In a report titled India Outlook: Searching for Potential, Moody's Analytics said for the country to reach its growth potential it has to deliver the promised reforms.
"Undoubtedly, numerous political outcomes will dictate the extent of success," it said.
The ruling BJP does not have a majority in the Rajya Sabha and crucial reforms bills has been met with an obstructionist opposition.
"But in recent times, the government also hasn't helped itself, with controversial comments from various BJP members."
While Modi has largely distanced himself from the nationalist jibes, the belligerent provocation of various Indian minorities has raised ethnic tensions.
"Along with a possible increase in violence, the government will face stiffer opposition in the upper house as debate turns away from economic policy. Modi must keep his members in check or risk losing domestic and global credibility," Moody's said.
It projected that India's GDP growth for September quarter at 7.3 per cent, while for the full fiscal it would be 7.6 per cent.

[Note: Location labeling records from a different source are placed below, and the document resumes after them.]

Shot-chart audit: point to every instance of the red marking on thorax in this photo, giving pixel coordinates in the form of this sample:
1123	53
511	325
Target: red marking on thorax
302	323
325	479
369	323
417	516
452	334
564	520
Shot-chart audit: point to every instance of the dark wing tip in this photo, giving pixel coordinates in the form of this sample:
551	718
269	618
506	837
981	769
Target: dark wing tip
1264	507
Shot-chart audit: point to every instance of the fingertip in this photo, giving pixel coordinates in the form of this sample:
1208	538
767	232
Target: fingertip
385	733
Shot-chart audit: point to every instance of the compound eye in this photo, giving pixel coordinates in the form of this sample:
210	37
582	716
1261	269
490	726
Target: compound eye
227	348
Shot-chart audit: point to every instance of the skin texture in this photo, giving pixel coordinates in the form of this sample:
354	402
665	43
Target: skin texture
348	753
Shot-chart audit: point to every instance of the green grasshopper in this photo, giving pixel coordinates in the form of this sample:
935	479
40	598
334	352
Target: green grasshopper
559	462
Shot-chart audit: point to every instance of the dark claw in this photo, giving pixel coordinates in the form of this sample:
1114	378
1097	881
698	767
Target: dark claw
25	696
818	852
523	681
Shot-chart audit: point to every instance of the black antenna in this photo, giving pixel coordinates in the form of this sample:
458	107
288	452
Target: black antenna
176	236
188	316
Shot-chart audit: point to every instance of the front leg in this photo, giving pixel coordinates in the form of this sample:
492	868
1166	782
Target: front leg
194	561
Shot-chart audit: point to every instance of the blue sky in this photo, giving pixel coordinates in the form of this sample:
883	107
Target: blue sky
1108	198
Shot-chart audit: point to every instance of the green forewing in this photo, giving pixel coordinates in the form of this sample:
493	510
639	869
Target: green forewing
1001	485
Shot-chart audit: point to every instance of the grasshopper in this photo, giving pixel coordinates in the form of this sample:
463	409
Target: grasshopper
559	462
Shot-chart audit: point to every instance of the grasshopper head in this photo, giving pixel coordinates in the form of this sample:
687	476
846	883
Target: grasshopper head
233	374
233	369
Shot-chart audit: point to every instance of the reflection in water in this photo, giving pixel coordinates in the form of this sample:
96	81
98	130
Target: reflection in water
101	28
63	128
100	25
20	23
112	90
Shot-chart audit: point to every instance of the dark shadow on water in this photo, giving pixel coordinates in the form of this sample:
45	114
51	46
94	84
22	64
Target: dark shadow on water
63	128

"Key economic reforms could deliver greater potential GDP, as they would improve India's productive capacity. These include the land acquisition bill, a national goods and service tax, and revamped labour laws. They are unlikely to pass through Parliament in 2015, but there is an even chance of success in 2016," Moody's said.
As regards interest rates, it said low rates will buttress the economy in the short-term but reforms are needed to reach long-term potential growth.

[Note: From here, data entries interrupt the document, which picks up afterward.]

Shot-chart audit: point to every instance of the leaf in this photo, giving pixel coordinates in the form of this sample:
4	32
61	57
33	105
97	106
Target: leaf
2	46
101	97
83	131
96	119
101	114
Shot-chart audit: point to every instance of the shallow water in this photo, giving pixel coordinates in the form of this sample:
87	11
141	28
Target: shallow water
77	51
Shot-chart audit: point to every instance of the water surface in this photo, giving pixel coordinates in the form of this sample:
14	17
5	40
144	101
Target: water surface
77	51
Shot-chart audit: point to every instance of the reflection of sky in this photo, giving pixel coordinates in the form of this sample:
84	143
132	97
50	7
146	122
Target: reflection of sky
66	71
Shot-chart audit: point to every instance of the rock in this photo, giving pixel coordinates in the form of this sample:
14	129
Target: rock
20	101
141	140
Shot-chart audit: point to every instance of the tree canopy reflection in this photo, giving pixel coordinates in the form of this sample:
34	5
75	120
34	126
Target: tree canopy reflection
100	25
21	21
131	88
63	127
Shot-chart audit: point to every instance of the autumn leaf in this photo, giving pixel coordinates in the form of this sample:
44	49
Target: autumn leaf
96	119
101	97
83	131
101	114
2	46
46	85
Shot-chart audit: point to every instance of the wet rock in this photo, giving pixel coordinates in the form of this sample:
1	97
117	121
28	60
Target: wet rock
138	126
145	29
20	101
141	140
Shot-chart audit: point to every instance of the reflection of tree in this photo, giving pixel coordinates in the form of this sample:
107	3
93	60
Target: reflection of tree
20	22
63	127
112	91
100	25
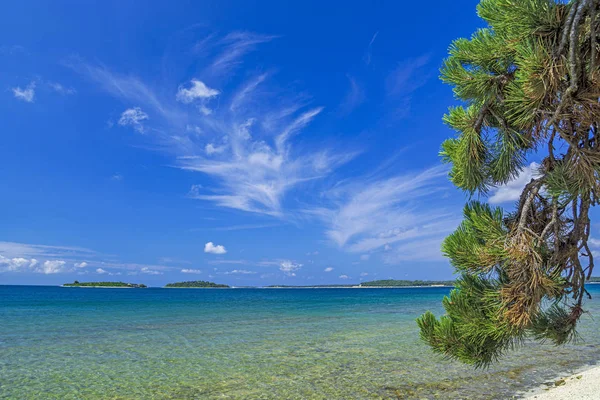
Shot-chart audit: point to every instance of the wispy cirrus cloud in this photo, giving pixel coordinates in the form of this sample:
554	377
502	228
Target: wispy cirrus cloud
376	213
368	53
26	94
234	46
240	272
246	145
133	117
212	248
61	89
353	98
511	191
289	268
191	271
401	83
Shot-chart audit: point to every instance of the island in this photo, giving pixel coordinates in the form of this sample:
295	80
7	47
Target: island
195	284
105	285
404	283
384	283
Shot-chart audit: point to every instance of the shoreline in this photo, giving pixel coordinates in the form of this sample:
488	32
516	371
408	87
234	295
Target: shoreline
584	384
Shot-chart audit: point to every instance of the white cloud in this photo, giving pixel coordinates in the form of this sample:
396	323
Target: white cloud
367	57
16	264
26	94
51	267
240	272
133	117
512	190
353	98
60	89
235	46
191	271
428	249
146	270
371	213
197	90
212	149
260	163
288	267
211	248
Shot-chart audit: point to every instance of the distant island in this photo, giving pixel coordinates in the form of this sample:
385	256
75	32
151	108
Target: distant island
105	284
378	283
195	284
402	283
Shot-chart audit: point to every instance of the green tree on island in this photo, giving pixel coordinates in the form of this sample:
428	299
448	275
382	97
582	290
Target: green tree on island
530	84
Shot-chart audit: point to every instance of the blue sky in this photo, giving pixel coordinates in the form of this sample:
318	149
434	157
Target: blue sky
249	144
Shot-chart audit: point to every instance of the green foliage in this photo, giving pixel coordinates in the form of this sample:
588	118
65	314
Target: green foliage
473	330
529	84
195	284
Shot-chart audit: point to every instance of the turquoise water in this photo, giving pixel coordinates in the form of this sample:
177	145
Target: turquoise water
78	343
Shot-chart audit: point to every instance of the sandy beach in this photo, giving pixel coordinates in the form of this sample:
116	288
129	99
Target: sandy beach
581	386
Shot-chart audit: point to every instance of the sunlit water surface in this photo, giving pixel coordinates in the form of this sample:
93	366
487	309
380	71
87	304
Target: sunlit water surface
82	343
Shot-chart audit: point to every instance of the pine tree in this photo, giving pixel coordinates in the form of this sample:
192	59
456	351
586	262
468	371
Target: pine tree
530	84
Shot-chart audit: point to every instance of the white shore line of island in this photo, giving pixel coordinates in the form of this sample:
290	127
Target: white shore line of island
583	385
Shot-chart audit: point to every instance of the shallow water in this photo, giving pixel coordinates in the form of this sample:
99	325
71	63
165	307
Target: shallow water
78	343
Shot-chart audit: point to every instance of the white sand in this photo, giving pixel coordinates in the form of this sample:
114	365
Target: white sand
582	386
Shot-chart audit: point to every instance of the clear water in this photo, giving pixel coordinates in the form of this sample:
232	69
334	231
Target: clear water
77	343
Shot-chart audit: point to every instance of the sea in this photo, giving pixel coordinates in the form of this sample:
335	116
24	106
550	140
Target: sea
99	343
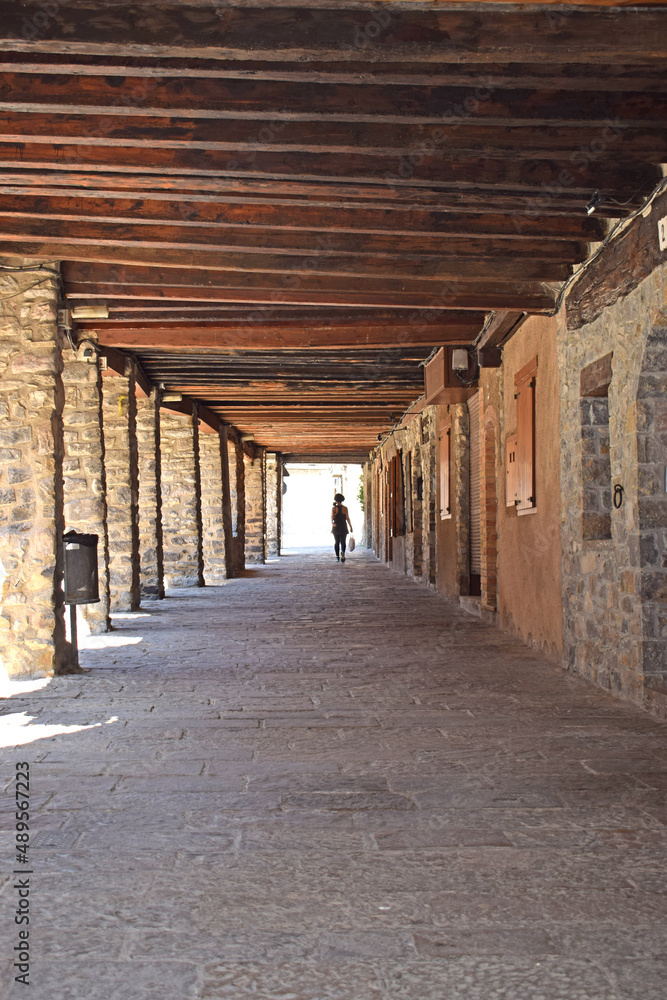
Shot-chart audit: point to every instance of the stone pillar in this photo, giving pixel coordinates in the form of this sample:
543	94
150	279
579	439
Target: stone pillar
181	500
428	470
151	564
255	505
274	503
213	528
83	468
119	421
237	499
32	631
227	516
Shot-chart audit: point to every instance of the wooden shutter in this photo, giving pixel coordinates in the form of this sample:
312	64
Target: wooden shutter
409	515
475	496
445	475
525	433
511	478
399	497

The Reserve Bank kick-started the recovery by cutting the repo rate by 1.25 per cent this year.
It said positive signs are emerging with the State Bank of India, the nation's largest bank, cut its base lending rate earlier this month.
"Capacity utilisation has been low across industries this year. The capital expenditure pipeline is running dry.
However, interest rate cuts should encourage investment, as will the softer inflation profile," it added.